United States v. Lehigh Valley Railroad
Headline: Court orders breakup of a railroad’s coal empire, strikes down its sales contract, and requires independent coal sales and transport to restore competition in the anthracite market.
Holding: The Court reversed, voided the exclusive sales contract, and ordered the railroad and its coal affiliates broken up because their ownership and contracts unlawfully restrained interstate anthracite commerce under federal law.
- Forces breakup of railroad-controlled coal companies to restore market competition.
- Voids the exclusive sales contract, freeing dealers to buy and sell coal independently.
Summary
Background
A large railroad company owned coal lands and created a coal company and a sales company to mine, buy, and market anthracite coal. Over decades the railroad bought mines and coal firms, controlled most tonnage on its lines, and set up a sales company whose stock and officers were tied to the railroad. A federal suit argued these arrangements combined to suppress competition and to control interstate coal trade.
Reasoning
The Court asked whether the railroad and its affiliated coal companies, including the sales company, used their ownership and contracts to restrain interstate coal commerce.
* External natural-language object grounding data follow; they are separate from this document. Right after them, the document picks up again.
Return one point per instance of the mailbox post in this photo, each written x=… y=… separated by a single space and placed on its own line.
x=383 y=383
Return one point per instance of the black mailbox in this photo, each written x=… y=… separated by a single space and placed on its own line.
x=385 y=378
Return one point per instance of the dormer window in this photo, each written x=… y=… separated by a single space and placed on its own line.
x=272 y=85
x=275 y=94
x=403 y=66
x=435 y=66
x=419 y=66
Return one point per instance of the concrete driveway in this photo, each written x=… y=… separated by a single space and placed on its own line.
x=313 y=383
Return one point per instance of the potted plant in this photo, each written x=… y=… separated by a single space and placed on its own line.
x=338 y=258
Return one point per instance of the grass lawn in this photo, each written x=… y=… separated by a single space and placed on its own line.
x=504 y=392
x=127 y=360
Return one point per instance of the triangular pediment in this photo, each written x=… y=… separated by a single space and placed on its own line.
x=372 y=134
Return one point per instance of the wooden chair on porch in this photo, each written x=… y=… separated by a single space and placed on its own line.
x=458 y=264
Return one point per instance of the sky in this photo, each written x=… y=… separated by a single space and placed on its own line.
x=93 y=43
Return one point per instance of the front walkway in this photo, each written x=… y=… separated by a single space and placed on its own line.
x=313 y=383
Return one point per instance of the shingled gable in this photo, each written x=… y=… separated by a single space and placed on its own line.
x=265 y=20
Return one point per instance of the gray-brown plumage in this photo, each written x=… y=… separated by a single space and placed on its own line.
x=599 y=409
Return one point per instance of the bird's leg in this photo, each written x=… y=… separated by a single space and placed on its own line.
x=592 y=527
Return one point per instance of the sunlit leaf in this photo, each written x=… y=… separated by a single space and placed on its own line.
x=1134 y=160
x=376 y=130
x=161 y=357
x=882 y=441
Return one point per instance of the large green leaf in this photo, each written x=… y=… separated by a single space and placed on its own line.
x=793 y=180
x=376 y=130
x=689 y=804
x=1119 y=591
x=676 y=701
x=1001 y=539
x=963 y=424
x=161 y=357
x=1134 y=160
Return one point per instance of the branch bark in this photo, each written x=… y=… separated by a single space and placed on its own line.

It found the sales contract and the web of ownership were designed to prevent competing sellers and to keep coal traffic on the railroad’s lines. The Court relied on earlier decisions addressing similar sixty-five percent price and exclusive purchase contracts and concluded these arrangements unlawfully restrained trade under federal antitrust law and violated the federal rule against certain commodity-transport devices.
Real world impact
The Court reversed and ordered the intercorporate relations dissolved, declared the March 1, 1912 sales contract void, and directed that the companies be made independent so the sales company may freely buy and sell coal in competition. The decree dismisses the bill as to several unrelated defendants and remands to implement separation of stock, bonds, and property to ensure true independence.
Dissents or concurrances
Two Justices agreed with the result only because prior cases compelled it, while two Justices did not participate. Their views do not change the Court’s order here.